It’s not hard to find someone with a cynical view of lawyers, especially trial lawyers, many of whom are more interested in their own careers and in winning cases than they are in seeing that justice is served. It’s an old story that’s been told again and again in the cinema.
Law Abiding Citizen is the latest in the bad lawyer genre, with Jamie Foxx as career focused attorney Nick Rice who accepts a plea bargain from the killer of affable inventor Clyde Shelton (Gerard Butler)’s family.
The film opens with Shelton and his daughter working together in the basement, while his wife prepares dinner. There’s a knock on the door and when Shelton opens it, he’s wacked with a baseball bat, tied up, and then watches as the assailant picks up the daughter and (mercifully for us viewers) murders her off-camera. Later, we learn that the wife was also murdered.
Cut to attorney Rice and his team accepting a plea bargain where the killer, Darby (Christian Stolte), has agreed to turn state’s evidence against his co-assailant, Ames (Josh Stewart). That will end up putting Ames on death row, while Darby – the real killer – would only be guilty of third-degree murder and imprisoned for 3-5 years.
Shelton’s not happy about this plea bargain, resulting in Rice yelling at him that “it’s not what you know, it’s what you can prove in court. I know you don’t think it right now, but this is a victory for us.”
It’s not a victory, and, frankly, Law Abiding Citizen gets so muddled up with its complicated storyline and poor performances from both Butler and Foxx that it’s a movie best left for a DVD rental or even skipped entirely.
The film cuts to Kelly Rice (Regina Hall), Nick’s wife, complaining to him ten years later that “You haven’t been to one of [their daughter's music] recitals”, as he returns to the office. Instead of his daughter’s cello recital he attends Ames’ execution and the two scenes are alternated in screen predictably, with Ames’ last minute confession spoken over the girl’s cello recital. It’s a painfully obvious two-shot and the unpleasant scene of Ames painfully writhing and screaming as he dies is an awkward juxtaposition against the girl’s performance.
The execution is botched, and it seems to be the work of Darby, the original killer. Seconds before he’d have subsequently been arrested, Darby’s warned on the phone by a mysterious male voice that’s no mystery to anyone watching the film.
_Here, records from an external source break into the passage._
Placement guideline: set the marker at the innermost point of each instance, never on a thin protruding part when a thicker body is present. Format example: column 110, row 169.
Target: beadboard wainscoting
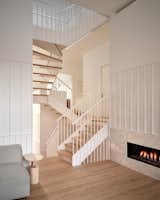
column 16, row 104
column 135, row 95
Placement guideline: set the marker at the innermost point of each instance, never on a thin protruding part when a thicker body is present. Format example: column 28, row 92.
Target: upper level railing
column 68, row 22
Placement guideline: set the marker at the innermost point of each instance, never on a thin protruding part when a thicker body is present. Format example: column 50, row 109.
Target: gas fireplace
column 144, row 154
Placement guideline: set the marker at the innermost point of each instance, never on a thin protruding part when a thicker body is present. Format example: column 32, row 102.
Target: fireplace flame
column 151, row 155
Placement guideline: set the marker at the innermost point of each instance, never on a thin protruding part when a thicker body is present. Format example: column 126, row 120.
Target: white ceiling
column 104, row 7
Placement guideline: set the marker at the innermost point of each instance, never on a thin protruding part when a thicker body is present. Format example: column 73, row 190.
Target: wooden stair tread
column 44, row 74
column 100, row 120
column 45, row 82
column 38, row 88
column 40, row 94
column 65, row 153
column 46, row 56
column 47, row 66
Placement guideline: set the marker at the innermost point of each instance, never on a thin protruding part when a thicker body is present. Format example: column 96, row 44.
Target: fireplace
column 144, row 154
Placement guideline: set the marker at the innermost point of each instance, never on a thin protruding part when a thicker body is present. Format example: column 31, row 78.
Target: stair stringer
column 52, row 101
column 90, row 146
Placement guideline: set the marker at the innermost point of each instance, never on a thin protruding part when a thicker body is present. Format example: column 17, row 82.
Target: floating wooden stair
column 45, row 95
column 47, row 67
column 103, row 120
column 45, row 82
column 44, row 56
column 36, row 88
column 44, row 74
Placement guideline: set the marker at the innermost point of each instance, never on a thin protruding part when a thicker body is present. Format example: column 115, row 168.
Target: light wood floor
column 105, row 181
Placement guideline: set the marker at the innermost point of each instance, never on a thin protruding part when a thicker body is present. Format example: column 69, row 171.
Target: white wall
column 72, row 65
column 135, row 35
column 84, row 60
column 48, row 119
column 135, row 48
column 16, row 73
column 93, row 61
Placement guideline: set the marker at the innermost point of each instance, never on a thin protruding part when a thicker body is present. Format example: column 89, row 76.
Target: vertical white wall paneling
column 156, row 98
column 4, row 99
column 16, row 73
column 136, row 99
column 15, row 104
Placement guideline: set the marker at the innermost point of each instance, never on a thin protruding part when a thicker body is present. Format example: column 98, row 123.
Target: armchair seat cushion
column 14, row 181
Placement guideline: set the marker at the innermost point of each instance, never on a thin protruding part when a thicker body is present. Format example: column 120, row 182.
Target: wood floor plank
column 104, row 181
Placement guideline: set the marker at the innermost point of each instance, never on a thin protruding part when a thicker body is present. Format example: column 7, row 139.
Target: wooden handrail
column 46, row 66
column 43, row 74
column 44, row 55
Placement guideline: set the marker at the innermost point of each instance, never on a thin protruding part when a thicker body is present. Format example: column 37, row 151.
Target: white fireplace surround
column 135, row 114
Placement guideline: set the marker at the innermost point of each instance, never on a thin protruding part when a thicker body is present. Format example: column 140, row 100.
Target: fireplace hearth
column 144, row 154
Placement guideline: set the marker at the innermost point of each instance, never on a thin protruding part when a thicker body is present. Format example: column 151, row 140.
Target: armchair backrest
column 10, row 154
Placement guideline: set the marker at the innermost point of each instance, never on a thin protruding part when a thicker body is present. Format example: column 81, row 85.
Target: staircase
column 81, row 132
column 47, row 87
column 82, row 140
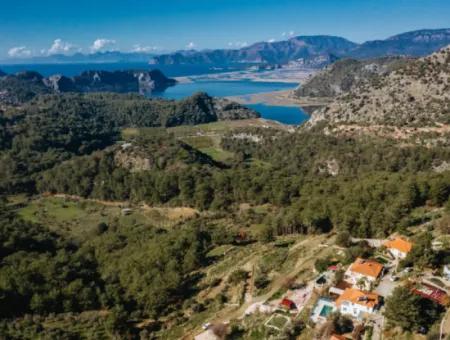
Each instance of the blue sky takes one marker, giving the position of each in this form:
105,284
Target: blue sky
34,27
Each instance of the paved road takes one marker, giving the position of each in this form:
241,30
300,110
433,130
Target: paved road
377,321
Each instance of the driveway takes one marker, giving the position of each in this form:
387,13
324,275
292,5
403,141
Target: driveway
386,286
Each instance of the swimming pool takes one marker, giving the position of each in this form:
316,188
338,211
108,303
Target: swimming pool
326,310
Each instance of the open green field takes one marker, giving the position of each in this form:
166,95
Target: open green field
79,218
206,137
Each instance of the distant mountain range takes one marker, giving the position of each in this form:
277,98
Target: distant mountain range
99,57
310,50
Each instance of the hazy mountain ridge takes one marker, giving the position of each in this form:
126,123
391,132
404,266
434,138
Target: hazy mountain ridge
417,94
342,75
310,48
416,44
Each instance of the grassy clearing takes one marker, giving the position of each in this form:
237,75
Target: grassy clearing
80,218
278,321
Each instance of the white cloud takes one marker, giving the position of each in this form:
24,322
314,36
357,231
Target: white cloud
144,49
60,47
19,52
102,44
238,44
191,46
288,34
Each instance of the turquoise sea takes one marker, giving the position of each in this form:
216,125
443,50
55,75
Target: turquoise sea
286,115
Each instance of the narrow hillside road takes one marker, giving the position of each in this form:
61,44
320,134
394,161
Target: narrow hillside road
226,315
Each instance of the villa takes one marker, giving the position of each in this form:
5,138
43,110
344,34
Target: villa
357,303
398,247
446,272
363,273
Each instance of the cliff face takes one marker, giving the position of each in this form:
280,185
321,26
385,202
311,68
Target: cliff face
143,82
18,88
416,94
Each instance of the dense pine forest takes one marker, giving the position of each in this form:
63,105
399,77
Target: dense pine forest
260,187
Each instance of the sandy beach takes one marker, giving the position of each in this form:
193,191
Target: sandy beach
280,98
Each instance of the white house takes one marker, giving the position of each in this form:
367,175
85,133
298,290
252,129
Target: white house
363,273
357,303
398,247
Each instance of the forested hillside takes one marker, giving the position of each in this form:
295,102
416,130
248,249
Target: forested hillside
49,129
416,94
127,217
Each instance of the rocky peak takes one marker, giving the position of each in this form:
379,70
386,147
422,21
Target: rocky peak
416,94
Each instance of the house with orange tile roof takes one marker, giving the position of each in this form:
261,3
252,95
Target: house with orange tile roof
337,337
363,273
398,247
357,303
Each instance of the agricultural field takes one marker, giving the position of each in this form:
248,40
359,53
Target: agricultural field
79,218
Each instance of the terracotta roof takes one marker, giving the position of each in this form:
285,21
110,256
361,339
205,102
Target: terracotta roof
399,244
367,267
288,303
359,297
337,337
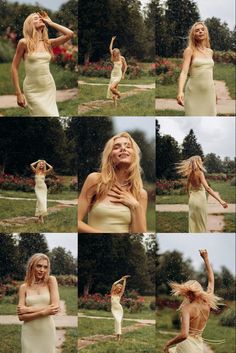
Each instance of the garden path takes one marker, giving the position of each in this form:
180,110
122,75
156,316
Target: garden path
90,340
97,104
9,101
21,220
206,348
225,105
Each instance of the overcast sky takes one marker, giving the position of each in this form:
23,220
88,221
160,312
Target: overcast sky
65,240
216,135
220,247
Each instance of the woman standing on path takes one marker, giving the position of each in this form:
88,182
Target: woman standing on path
118,71
38,301
40,170
114,198
117,290
200,95
36,51
193,169
194,310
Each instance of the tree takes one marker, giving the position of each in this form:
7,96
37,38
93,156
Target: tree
213,163
179,16
191,147
62,262
172,267
220,34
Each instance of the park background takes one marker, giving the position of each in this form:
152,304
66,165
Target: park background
103,259
64,63
179,260
180,138
26,140
174,18
133,24
15,250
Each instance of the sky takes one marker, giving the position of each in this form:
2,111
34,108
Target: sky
216,135
65,240
146,124
220,247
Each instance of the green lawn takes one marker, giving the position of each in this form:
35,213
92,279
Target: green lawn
172,222
213,331
224,72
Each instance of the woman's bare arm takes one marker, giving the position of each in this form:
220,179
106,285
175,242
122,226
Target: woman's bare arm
84,202
183,75
20,51
211,191
210,273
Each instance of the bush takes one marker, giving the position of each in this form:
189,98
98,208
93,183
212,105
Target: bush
228,318
6,51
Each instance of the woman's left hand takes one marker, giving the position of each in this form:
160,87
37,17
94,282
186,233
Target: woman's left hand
123,196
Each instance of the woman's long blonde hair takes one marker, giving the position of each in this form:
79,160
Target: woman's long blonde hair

At gunpoint he hijacks a police car and ends up in the clutches of a vengeful but disconnected Clyde, who drugs, kidnaps and tortures him in a very unpleasant scene that goes on far too long.
Boom goes the car in a scene from Law Abiding Citizen
The story is clear at this point: how far can revenge go before the victim of the crime becomes a criminal themself?
Shelton is arrested for Darby’s brutal, graphic murder and when Rice refuses to bargain with Shelton to get a confession, Shelton’s campaign to harass Rice and everyone else involved in the original murder trial begins, all having been carefully planned in advance.
But Shelton’s in jail, how can he be orchestrating a terror campaign? Cat and mouse.
There are a number of scenes in the film that suggest the smart movie that this could have been, notably including the scene where Rice argues before a judge that Shelton should be denied bail while Shelton represents himself calmly, then becomes unhinged and begins swearing at the judge and court officials.
A few shocking scenes transpire, and then Rice talks directly with Shelton: “What principle was at work when you murdered and tortured those people?” Shelton replies: “That everyone should be held accountable for their actions.” I think that’s the moral they were exploring, but the muddled storyline precludes that as a serious consideration.
About halfway through, the film takes a typical Hollywood left turn and we find out that Clyde Shelton isn’t a slightly goofy, clueless inventor who had his wife and daughter murdered, but, well, I won’t spoil it, but it’s the predictable path director F. Gary Gray traveled. I so wished that instead the brilliant Alfred Hitchcock had directed Law Abiding Citizen. He would have understood why having the anti-hero be an everyman would make the film work so, so much better.
A tiny spoiler: In a puzzling twist, Rice’s associate Sarah (Leslie Bibb) first serves as Rice’s conscience in a few scenes then is killed by one of Shelton’s booby-traps. Narratively, why kill off the only person who has the courage to ask the obvious question: was it right to plea bargain with Darby in the first place?
Ultimately I think there was a really interesting film buried within Law Abiding Citizen, but it only sporadically shone through the otherwise poor, unengaging performances and a narrative storyline rife with logical glitches that kept puzzling me instead of engaging me. And that’s too bad.